Vielmehr präsentiert sich die Fortsetzung als zweiter Teil eines nordischen Mythologie-Puzzles, dessen Gesamtmotiv nun endlich vollständig erkenn- und in seiner kompletten narrativen Wucht erlebbar ist. Dementsprechend hat der Gameplay-Aspekt nur kleine Entwicklungsschritte gemacht, erinnert mit bekannten Schauplätzen und Angriffen vor allem anfangs sogar eher an einen DLC. Spätestens beim Erkunden offener (und mit etlichen Schätzen befüllter) Gebiete, dem Erfüllen erzählerisch enorm packender Nebenquests und dem Bekämpfen optionaler Endgegner verfliegt dieser Eindruck jedoch gänzlich und zeigt, dass das Entwicklerteam jeglichen Stillstand gezielt vermieden hat.


Sicherlich kann God of War Ragnarök – nicht zuletzt durch die aufgezwungene Rolle eines Cross-Generation-Titels – am spielerischen und technischen Perfektionspotenzial nur kratzen, dieses also nicht gänzlich ausschöpfen. Dennoch glänzt Kratos' und Atreus' Reise durch die neun Welten mit einer unfassbar vielschichtigen sowie emotionalen Geschichte, anschaulichen Bildern, einem göttlichen Soundtrack und filmreifen Schauspieler- und Sprecherleistungen, die euch allesamt spielend leicht in ihren Bann ziehen können. Und durch ein meisterhaftes Ineinandergreifen ein enorm hohes Qualitätsniveau erreichen, das im Videospieljahr 2022 bisher seinesgleichen sucht.

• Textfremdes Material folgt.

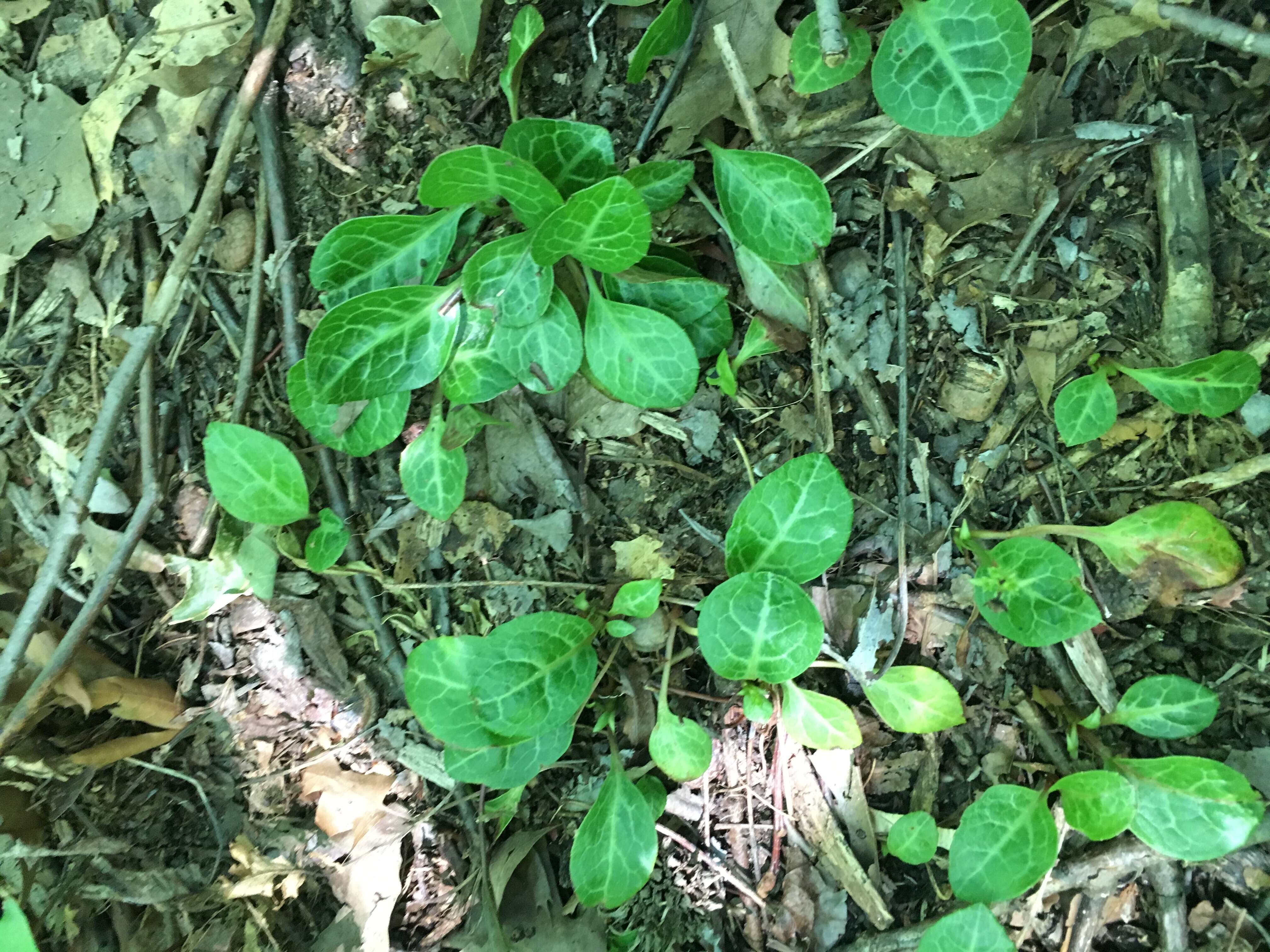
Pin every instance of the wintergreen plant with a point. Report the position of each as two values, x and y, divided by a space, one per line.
1212 386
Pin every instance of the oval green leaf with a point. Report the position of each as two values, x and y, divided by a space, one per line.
953 68
380 343
255 477
1165 706
775 206
915 700
1191 808
817 720
1085 409
1005 843
433 478
538 673
809 71
1100 804
380 252
912 838
606 228
1029 591
615 847
759 626
794 522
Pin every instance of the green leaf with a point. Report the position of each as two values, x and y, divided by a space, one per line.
680 745
666 35
915 700
776 290
912 838
526 28
1085 409
550 347
661 184
952 68
1005 843
380 343
255 477
503 279
1029 591
1191 808
639 356
605 226
380 252
615 847
14 932
1100 804
809 71
794 522
759 626
817 720
1183 544
375 423
510 766
775 206
432 478
1212 386
1165 706
327 544
538 673
572 155
482 173
638 600
973 930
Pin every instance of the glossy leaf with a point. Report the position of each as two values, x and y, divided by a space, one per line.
639 356
1100 804
538 673
759 626
638 600
975 930
380 343
255 477
327 544
915 700
809 71
380 252
775 206
1165 706
680 745
914 838
817 720
1192 808
1212 386
510 766
432 478
374 426
661 184
1029 591
952 68
505 280
1005 843
794 522
526 28
615 847
572 155
482 173
1085 409
606 228
544 354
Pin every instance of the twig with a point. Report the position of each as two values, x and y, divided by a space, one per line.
1202 25
681 66
738 884
741 86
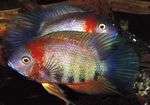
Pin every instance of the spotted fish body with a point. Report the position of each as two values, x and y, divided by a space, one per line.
82 21
70 57
52 19
85 62
25 27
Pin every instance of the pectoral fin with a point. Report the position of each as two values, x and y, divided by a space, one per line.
57 91
94 87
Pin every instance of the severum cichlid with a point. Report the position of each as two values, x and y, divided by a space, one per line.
56 18
26 26
85 62
81 21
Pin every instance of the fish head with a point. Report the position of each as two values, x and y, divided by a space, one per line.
106 26
21 61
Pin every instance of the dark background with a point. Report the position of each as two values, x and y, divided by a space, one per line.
17 90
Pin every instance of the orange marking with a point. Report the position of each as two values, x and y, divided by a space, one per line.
90 25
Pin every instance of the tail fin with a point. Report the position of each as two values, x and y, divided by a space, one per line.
123 66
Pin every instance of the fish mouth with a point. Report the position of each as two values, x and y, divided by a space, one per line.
10 64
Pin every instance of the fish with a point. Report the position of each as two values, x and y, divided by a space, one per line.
56 18
85 62
80 21
25 26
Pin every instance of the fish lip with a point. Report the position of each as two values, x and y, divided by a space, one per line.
16 69
10 65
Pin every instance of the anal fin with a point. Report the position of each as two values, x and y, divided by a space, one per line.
57 91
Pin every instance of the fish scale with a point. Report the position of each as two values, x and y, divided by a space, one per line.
90 63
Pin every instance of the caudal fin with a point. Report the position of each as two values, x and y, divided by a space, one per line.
123 67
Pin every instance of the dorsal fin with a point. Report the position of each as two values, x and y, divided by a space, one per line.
25 27
102 43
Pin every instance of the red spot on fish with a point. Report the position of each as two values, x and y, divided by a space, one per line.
37 51
90 25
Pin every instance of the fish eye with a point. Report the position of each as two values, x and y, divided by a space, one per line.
26 60
102 26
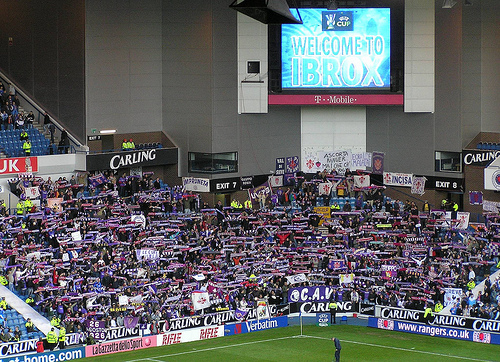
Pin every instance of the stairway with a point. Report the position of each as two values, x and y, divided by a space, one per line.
25 310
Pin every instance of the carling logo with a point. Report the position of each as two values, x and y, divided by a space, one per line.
337 21
496 180
385 324
481 337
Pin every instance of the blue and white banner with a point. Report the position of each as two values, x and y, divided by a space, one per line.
196 184
255 326
345 48
434 331
310 294
147 254
398 179
201 300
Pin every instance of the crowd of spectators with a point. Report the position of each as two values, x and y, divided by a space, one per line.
115 246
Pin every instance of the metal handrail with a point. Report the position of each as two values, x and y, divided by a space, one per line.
19 91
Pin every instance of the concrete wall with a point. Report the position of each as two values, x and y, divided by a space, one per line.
419 56
47 55
123 65
490 64
187 61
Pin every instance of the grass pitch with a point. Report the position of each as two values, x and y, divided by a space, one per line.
286 344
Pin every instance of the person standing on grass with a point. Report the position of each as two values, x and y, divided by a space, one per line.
338 347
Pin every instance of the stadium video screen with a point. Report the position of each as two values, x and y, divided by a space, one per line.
337 49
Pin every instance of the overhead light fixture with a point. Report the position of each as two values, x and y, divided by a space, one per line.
267 11
332 5
448 4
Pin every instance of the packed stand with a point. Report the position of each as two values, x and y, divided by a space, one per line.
86 249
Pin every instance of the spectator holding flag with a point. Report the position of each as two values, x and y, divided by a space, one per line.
338 347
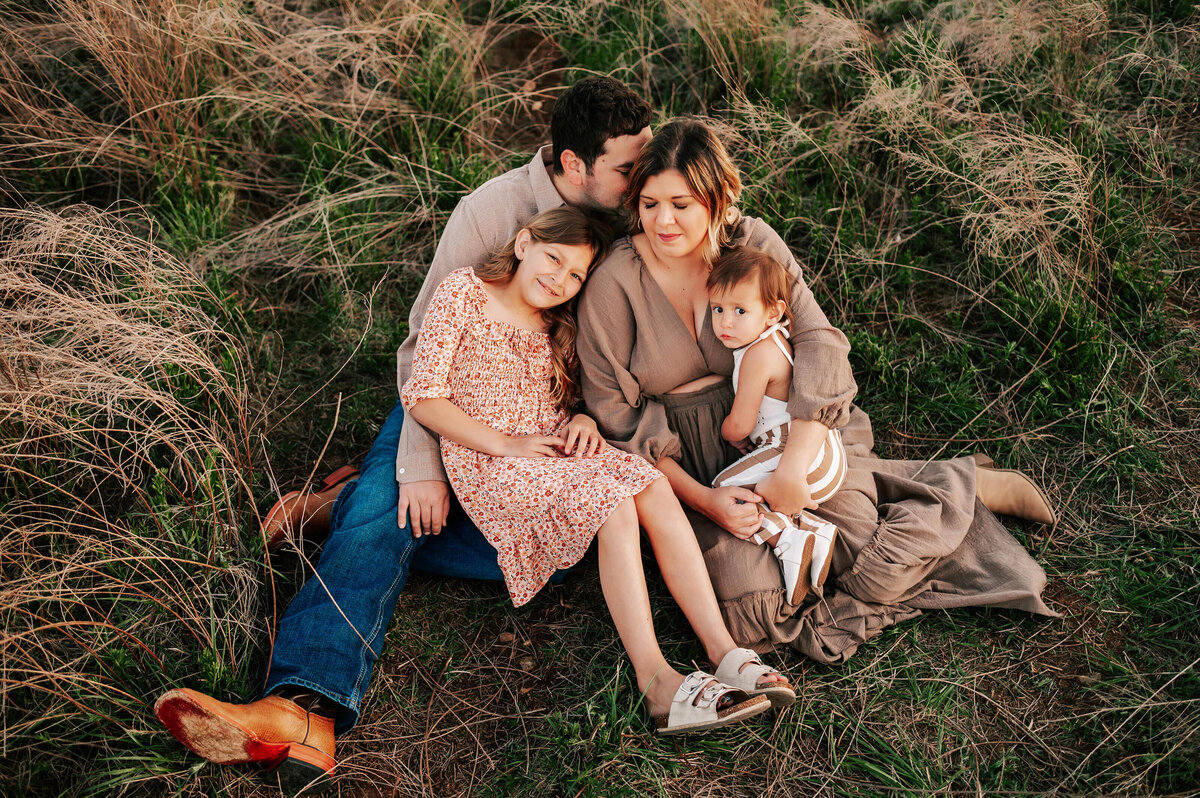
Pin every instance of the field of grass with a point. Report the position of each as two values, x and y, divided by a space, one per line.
214 215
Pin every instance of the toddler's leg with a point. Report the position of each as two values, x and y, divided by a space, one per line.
683 569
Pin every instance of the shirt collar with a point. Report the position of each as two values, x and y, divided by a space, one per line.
544 191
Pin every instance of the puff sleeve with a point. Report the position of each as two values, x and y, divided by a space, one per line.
448 313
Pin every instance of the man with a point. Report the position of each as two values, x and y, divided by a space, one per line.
400 514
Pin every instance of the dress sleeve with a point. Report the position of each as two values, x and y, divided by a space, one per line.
822 382
466 240
438 341
611 390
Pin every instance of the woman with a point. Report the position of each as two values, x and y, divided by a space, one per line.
912 534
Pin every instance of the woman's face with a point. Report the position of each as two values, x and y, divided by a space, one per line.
675 221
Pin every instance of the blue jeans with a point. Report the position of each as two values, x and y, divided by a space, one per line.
333 631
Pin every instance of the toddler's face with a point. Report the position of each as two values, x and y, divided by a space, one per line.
739 315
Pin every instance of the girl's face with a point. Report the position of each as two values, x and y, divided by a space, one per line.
549 274
739 316
675 221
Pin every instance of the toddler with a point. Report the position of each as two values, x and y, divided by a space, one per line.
749 295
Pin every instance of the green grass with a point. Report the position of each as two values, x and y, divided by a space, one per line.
996 202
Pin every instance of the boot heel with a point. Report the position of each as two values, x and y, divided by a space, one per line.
297 778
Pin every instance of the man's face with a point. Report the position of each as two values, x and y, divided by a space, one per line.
607 180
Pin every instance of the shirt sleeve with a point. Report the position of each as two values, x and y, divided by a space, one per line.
611 390
463 243
822 382
438 341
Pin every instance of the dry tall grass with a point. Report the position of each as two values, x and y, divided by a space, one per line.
129 436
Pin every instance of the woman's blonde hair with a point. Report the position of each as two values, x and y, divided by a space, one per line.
693 149
568 226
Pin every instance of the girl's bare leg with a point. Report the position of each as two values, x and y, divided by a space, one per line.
629 604
683 569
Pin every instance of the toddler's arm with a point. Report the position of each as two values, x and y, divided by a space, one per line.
763 366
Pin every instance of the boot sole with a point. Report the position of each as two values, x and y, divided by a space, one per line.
210 733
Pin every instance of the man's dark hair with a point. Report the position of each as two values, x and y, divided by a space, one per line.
592 112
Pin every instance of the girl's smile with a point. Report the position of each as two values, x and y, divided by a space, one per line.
549 274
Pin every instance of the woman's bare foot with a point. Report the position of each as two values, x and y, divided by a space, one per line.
660 693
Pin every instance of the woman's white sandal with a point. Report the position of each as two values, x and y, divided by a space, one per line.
695 706
742 669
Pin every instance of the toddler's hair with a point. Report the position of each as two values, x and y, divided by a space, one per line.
743 263
565 226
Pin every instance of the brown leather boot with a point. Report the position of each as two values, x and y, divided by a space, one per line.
1006 491
294 744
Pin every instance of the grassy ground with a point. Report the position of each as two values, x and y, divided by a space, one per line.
215 215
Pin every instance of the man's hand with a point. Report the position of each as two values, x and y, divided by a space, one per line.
426 504
735 509
532 447
784 495
582 437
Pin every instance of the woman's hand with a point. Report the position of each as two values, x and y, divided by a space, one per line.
532 447
735 509
582 436
786 495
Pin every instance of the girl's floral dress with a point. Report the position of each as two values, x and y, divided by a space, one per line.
540 513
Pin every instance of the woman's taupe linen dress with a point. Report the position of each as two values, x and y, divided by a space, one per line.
911 534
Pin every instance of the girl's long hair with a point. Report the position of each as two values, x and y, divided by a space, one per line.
568 226
693 149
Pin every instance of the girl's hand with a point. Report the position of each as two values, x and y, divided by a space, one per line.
736 509
784 495
582 436
532 447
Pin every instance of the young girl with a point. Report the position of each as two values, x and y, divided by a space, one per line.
493 375
749 295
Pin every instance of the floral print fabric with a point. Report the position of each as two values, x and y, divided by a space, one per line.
540 513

Vielleicht God of War Ragnarök durch den Verzicht auf eine PS4-Fassung einen deutlicheren Sprung nach vorne machen und noch lautere Begeisterungsstürme auslösen können. Doch bereits in dieser Form dürfen sich PlayStation-Anhänger über ein weiteres exklusives Meisterwerk allererster Güte freuen, das der legendären Reihe nicht nur ein weiteres Highlight verpasst, sondern zugleich ein heißer Anwärter für den diesjährigen GOTY-Award ist. Kratos enttäuscht halt nie.